In this Kitboga video, “Scammer Meltdown Over $15K AI Mistake,” the creator plays an elderly character named Richard who gets a call about a fake McAfee ("Mcaffy") refund. The caller claims to be from support and says he must:

  • Confirm an ID number
  • Connect to a "robotic server" to check for hackers
  • Fill out a cancellation/refund form

This is a classic tech support / refund scam pattern: claim a security problem, take remote control, then move money around and blame the victim.

Kitboga, an American Twitch streamer and YouTuber known for scam‑baiting phone fraudsters, leans into the scammer’s early mention of AI and turns it into the central weapon of the call.
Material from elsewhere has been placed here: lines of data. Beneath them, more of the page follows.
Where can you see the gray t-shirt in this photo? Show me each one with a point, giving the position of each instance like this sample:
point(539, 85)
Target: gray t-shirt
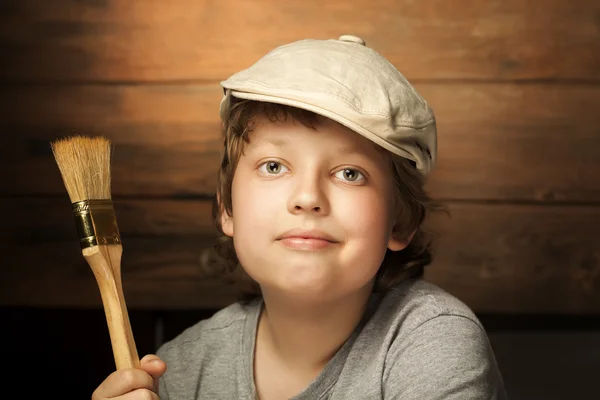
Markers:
point(415, 342)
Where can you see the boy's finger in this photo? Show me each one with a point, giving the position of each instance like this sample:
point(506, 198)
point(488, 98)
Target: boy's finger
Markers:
point(124, 381)
point(153, 365)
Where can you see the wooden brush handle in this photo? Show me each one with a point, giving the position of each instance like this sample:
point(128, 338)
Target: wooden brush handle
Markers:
point(105, 261)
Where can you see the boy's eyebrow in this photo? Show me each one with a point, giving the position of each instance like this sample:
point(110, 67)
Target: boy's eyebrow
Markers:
point(281, 142)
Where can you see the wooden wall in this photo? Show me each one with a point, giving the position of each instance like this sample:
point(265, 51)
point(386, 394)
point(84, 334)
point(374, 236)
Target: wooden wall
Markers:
point(514, 84)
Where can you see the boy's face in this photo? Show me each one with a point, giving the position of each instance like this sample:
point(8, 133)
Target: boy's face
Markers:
point(312, 210)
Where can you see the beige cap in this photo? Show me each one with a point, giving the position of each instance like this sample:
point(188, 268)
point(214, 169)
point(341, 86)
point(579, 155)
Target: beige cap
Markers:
point(349, 83)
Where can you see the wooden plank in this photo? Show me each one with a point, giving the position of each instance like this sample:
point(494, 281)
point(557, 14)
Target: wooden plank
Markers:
point(497, 258)
point(521, 258)
point(496, 141)
point(68, 40)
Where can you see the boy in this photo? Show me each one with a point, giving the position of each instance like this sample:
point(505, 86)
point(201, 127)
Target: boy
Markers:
point(320, 194)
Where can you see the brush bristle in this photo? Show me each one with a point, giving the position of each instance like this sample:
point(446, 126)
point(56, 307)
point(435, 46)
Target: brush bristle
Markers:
point(84, 165)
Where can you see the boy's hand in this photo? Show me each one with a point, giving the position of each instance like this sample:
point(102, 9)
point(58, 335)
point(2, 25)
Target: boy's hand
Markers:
point(130, 384)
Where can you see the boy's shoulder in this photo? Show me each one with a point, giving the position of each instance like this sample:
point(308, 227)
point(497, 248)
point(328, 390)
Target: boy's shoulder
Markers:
point(416, 301)
point(223, 324)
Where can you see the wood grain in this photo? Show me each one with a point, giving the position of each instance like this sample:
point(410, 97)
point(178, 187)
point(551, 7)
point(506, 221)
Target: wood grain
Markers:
point(496, 257)
point(524, 142)
point(76, 41)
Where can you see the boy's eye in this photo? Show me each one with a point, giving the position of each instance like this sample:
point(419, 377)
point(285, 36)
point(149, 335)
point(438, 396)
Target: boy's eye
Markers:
point(272, 168)
point(350, 175)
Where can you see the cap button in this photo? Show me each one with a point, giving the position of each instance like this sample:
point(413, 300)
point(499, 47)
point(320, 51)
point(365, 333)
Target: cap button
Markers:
point(352, 38)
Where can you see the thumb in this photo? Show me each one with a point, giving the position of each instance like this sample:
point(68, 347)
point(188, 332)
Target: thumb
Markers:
point(154, 366)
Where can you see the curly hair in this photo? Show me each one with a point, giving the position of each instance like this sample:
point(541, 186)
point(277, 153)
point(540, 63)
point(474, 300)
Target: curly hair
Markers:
point(412, 203)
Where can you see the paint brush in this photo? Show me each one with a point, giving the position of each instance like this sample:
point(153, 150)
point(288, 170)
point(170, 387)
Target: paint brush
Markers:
point(84, 164)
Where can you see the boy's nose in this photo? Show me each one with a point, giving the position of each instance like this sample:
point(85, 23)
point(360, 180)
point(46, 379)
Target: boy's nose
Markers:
point(308, 197)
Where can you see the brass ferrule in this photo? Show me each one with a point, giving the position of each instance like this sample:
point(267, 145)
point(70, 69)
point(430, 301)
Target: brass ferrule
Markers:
point(96, 223)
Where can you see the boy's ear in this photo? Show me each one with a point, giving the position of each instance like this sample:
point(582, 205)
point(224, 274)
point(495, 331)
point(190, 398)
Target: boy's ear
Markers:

Richard becomes a man who relies on AI ("Chad GPT," "Chaddy BD," etc.) for absolutely everything.

The scammer quickly realizes he’s not just dealing with a confused target, but with someone who keeps consulting “AI” in real time—and that’s where things start to unravel.


Remote Access, Fake Scans, and “World Banking Server” Nonsense

Once Richard agrees, the scammer walks him through installing remote-access software. Kitboga points out that:

  • The scammer wants full remote control of the computer.
  • This gives them access to banking, email, personal files, and more.
  • Real Microsoft or security support does not behave this way.

On screen, the scammer:

  • Runs fake “scans” via command prompt
  • Types alarming, broken-English messages about hackers and IP addresses
  • Claims, “You are being hacked by the hackers.”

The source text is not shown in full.